Täuscht der Eindruck, oder war es in diesem Jahr an der Croisette in Cannes etwas leerer als sonst? Es könnte daran gelegen haben, dass gleichzeitig zu den dortigen Filmfestspielen am Rande des Zittauer Gebirges das 15. Neiße-Filmfestival (NFF) abgehalten wurde. Filmleute, die beide Festivals kennen, empfinden das NFF als das sympathischere. Leider aber können hier nicht so viele Geschäfte angebahnt werden, so dass die Hauptspielstätten in Zittau, Görlitz und Mittelherwigsdorf noch nicht überlaufen waren, wenn auch gut besucht. Herzstück und Keimzelle des NFF liegt im Kunstbauerkino in Großhennersdorf (in der Mitte zwischen Löbau und Zittau gelegen), wo Filmenthusiasten 2003 ein Filmfestival aus dem Boden stampften und es in Selbstausbeutung viele Jahre lang ehrenamtlich in jedem Mai der Region präsentierten. Die Idee dahinter war auch, den europäischen Gedanken zu stärken. Im Dreiländereck zeigen Spielstätten nicht nur in Deutschland, sondern auch in Polen und Tschechien die besten Filme junger Filmemacher, und auch junge Leute aus diesen Ländern arbeiten hier in Workshops zusammen.

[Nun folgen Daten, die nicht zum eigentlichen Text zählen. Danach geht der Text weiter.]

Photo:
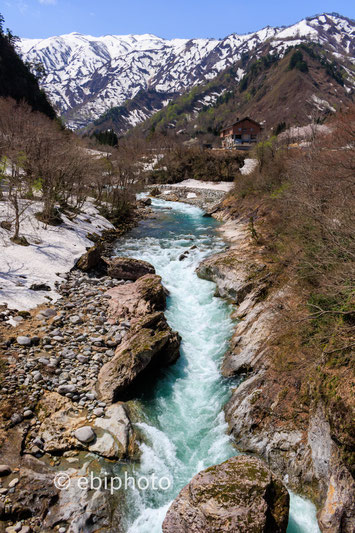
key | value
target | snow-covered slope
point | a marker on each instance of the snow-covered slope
(86, 76)
(52, 250)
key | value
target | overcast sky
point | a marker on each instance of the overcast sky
(165, 18)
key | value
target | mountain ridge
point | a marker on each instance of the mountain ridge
(87, 76)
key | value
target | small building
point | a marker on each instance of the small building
(242, 133)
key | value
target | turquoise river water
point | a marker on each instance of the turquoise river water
(184, 427)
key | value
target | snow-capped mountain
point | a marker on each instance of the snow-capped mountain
(86, 76)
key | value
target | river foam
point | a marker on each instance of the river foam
(184, 429)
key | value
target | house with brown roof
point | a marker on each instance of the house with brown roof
(242, 133)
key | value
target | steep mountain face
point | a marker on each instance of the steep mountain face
(16, 80)
(297, 86)
(87, 76)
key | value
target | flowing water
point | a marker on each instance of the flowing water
(184, 430)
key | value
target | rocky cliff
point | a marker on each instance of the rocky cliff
(271, 412)
(55, 428)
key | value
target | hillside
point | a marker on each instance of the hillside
(304, 84)
(16, 80)
(87, 76)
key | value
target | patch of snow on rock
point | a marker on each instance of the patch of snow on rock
(53, 250)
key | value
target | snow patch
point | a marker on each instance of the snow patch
(52, 251)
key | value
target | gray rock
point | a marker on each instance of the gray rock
(240, 495)
(67, 389)
(5, 470)
(85, 434)
(23, 341)
(75, 319)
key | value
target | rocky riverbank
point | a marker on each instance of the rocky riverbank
(62, 367)
(202, 196)
(269, 413)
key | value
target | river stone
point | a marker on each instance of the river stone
(23, 341)
(128, 269)
(67, 389)
(240, 495)
(150, 345)
(115, 438)
(5, 470)
(85, 434)
(91, 259)
(131, 302)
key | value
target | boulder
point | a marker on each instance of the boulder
(150, 345)
(85, 434)
(115, 438)
(127, 268)
(5, 470)
(62, 429)
(23, 341)
(136, 300)
(91, 260)
(40, 287)
(240, 495)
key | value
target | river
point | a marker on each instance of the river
(184, 429)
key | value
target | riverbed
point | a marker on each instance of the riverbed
(183, 429)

Kurz zuvor lief in Schwerin das Filmkunstfest MV über die Leinwände des Capitol – mit der 28. Ausgabe nun schon ein Oldie, der sich bei Profis und beim Publikum großer Beliebtheit erfreut. Einst ging es aus einem bis dahin in Bonn abgehaltenen Wettbewerb für unabhängige und Arthouse-Produktionen aus der BRD, Österreich und der Schweiz hervor. Bis heute bilden diese Filme den Schwerpunkt des Wettbewerbs, wobei inzwischen auch fremdsprachige Produktionen vertreten sind, wenn sie einen deutschen Koproduzenten haben. Markantes Beispiel war der in Zusammenarbeit mit dem ZDF und arte entstandene türkische Film „Die Flucht“, in dem Kenan Kavut als Autorenfilmer anhand einer individuellen Geschichte auf die Flüchtlingsproblematik aufmerksam macht. Der Syrer Cabir flieht vor dem Krieg in seiner Heimat in die Türkei, wo er vor Verfolgung von einer Frau versteckt wird. Die beiden sprechen verschiedene Sprachen, verstehen sich aber wunderbarerweise trotzdem – vielleicht ein kleines Märchen in der harten Welt! So interpretierte es jedenfalls Hauptdarstellerin Jale Arikan in Schwerin.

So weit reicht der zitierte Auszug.